The first two months of 2020 had already witnessed a sharp drop in the number of announced upstream oil & gas M&A deals globally relative to past years, as operators looked to focus their attention on generating better returns from existing portfolios rather than undertake new projects or chase inorganic growth through acquisitions. According to Finbrook’s Global Upstream Oil & Gas M&A Database, only a handful of significant transactions (above US$100 million) have been announced since the beginning of the year. In early January, UK-based independent E&P player Premier Oil announced that it had entered into an agreement with BP to acquire its interests in the Andrew area and Shearwater assets in the UK’s Central North Sea for US$625 million. Premier Oil also entered into an agreement with Dana Petroleum, a subsidiary of South Korean state-owned KNOC, to acquire an additional 25% interest in licence P1330 (containing the Tolmount gas field) located in the UK’s Southern North Sea for US$191 million plus certain contingent payments. At the end of January, Equinor and Shell entered into an agreement with Schlumberger to jointly acquire its 49% non-operated interest in the Bandurria Sur block in the Neuquén basin in Argentina for US$355 million. North American upstream deal activity during the same period has also virtually dried up, with the only significant transactions announced thus far in 2020 being BCE-Mach III’s agreement with Alta Mesa Resources to acquire its STACK play assets in Oklahoma for US$225 million, and Camber Energy’s proposed merger with Viking Energy Group.

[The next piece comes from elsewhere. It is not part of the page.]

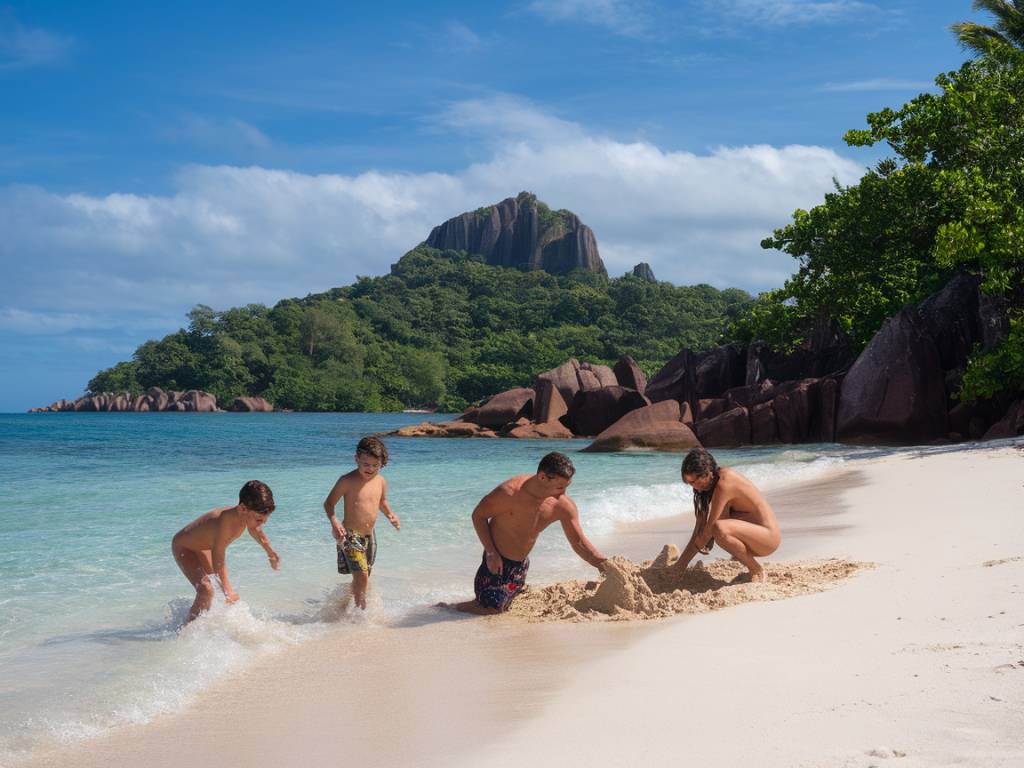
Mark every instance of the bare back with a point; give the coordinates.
(516, 517)
(739, 499)
(218, 526)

The closing of these and other recently announced transactions could face delay or even termination, as buyers scramble to try and renegotiate acquisition terms agreed to when oil prices were substantially higher just a few months ago. Brent crude prices, which had averaged about US$64 per barrel in 2019, have collapsed by around 45% since the beginning of the year, while WTI crude, which averaged US$57 last year, is now trading down at around US$32 per barrel, a nearly 48% drop since January 1st. Extreme price volatility and deep uncertainty over the timing of any potential recovery in oil prices has also dampened investor and lender appetite for financing deals, as oil demand forecasts and overall growth prospects for the global economy remain very weak in the aftermath of outbreak of the virus.
According to industry analysts, the second and third quarters of this year might see a significant uptick in upstream M&A deal activity, driven by distressed sales and opportunistic deal-making by well-capitalized buyers. Companies that made major corporate or asset acquisitions during 2019 are likely already reeling under the weight of the debt taken on to fund such deals, and are expected to undertake asset sales to deleverage. Stretched balance sheets could also prompt a number of ‘break-up’ or ‘spin-off’ situations, as major international companies look to refocus operations on core geographical areas and divest non-core assets.